As I mentioned earlier, this program from scientific and economic perspectives was spectacularly successful, in that with a budget of $44 million, not $250 million, we mapped close to 1.5 million SNPs rather than the target of 150,000. As such, industry was very pleased. And, of course, we thought maybe this model could be applied elsewhere.
We are in the process of setting up a structural genomics consortium that will provide a high-throughput resource for determining the structures of human proteins. The data release principles have been agreed on, although the details have yet to be fully worked out as part of the contract between the Wellcome Trust and the companies. However, our IP experience informs us that the raw structural data should not be patented and should be made freely available to researchers everywhere. Again, all these coordinates, once they are validated, will be released into the public domain on the Web. There will be no restrictions, and they will be provided to the public and the consortium members at the same time.
At the moment, we are working with the U.K. Department of Health and the U.K. Medical Research Council on a national population collection. We will try to recruit 500,000 volunteers, aged between 40 and 65, to ask them to donate blood, and then a DNA database will be established. Access rules for the database are still under development, but it will be freely accessible.
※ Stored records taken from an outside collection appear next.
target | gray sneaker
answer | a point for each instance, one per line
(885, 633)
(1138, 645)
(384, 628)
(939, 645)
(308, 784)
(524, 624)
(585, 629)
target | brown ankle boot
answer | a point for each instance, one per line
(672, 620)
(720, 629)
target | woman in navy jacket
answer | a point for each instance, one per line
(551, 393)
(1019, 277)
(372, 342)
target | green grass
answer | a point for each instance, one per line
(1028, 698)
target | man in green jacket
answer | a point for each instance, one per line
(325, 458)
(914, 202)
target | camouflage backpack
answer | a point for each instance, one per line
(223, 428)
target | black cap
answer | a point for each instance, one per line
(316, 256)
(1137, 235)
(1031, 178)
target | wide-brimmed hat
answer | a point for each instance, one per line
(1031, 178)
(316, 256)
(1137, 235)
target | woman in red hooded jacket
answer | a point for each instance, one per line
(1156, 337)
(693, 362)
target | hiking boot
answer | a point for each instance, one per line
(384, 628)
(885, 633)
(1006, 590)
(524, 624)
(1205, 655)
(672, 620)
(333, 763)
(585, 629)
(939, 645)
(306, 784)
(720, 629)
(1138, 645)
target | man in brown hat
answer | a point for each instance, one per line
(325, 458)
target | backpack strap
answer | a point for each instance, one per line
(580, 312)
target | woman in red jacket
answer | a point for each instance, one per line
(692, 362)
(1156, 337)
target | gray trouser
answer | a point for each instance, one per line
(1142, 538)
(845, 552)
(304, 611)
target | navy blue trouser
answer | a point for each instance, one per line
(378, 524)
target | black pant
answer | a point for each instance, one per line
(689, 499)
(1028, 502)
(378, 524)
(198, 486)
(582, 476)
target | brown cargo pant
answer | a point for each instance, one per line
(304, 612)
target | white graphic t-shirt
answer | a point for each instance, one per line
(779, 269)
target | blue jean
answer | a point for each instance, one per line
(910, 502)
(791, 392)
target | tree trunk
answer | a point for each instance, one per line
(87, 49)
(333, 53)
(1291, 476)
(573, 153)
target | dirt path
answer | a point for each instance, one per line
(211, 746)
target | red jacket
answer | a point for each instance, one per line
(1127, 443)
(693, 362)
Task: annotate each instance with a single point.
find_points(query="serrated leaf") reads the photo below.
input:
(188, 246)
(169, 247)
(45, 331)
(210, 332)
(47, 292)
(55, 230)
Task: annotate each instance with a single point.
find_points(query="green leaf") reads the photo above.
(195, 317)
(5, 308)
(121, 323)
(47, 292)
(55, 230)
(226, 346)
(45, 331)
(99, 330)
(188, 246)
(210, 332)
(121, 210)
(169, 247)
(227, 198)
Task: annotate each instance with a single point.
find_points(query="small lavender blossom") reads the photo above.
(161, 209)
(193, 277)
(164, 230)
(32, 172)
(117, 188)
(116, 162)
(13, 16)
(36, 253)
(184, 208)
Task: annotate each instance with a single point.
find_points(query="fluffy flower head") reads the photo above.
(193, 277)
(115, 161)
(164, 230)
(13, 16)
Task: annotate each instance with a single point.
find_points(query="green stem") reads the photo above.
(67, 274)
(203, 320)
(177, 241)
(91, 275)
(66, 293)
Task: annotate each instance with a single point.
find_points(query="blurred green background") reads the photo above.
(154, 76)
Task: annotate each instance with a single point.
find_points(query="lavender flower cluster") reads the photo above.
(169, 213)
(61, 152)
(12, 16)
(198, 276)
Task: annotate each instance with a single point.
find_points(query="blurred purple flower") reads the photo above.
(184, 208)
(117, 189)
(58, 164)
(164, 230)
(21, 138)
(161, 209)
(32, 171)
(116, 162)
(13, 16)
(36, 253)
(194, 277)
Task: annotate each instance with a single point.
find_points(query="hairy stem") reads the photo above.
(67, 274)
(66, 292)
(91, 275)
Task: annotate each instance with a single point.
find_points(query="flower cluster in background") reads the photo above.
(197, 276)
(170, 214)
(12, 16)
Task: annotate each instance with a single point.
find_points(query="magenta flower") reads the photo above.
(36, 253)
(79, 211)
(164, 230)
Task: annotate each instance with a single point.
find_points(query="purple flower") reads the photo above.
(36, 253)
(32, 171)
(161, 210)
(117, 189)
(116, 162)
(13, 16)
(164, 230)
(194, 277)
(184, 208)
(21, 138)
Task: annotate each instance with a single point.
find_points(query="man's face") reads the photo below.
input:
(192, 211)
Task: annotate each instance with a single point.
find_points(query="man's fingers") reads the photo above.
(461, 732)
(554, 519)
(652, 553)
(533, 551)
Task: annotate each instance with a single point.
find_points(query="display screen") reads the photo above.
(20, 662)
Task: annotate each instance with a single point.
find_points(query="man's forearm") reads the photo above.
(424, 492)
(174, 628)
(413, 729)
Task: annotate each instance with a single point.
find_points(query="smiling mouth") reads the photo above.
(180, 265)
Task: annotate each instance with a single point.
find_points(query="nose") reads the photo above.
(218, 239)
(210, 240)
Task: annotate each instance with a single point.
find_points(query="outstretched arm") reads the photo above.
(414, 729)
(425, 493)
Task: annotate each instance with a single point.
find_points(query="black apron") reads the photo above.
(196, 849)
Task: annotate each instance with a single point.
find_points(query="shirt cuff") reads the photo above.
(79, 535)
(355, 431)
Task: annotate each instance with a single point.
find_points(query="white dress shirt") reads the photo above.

There are many things that still need to be done, including further public consultation, because there are significant privacy issues that need to be resolved. But the principles of access have been agreed. The aim is to make the information available to anybody who wants to use it for health care and public health benefits.
One unique thing about this database is that people who use the data will generate new data. As a quid pro quo, those new data will have to be redeposited in the database, so that the database will continue to grow. And, of course, the very important thing for this database is to ensure that the way in which the samples and the data are used is consonant with the consent that has been obtained from each of the volunteers.
The Wellcome Trust is committed to advancing health care through support of biomedical research. We fund the research on the basis of scientific merit, not for direct commercial benefit, although we need funds to fund research. By that same token, we are supportive of the protection of IP in an appropriate way and an appropriate time in the value chain, and with appropriate licensing terms. We are under an obligation under the Charity Commission in the United Kingdom to ensure that useful results of research are applied to public good. You cannot have exploitation of research results without protection of the IP. As such, it is a challenge.
The release of this basic information is, in my opinion, definitely in the public interest, especially for genome sequences and protein structure. Access to this information furthers research progress rather than hindering it.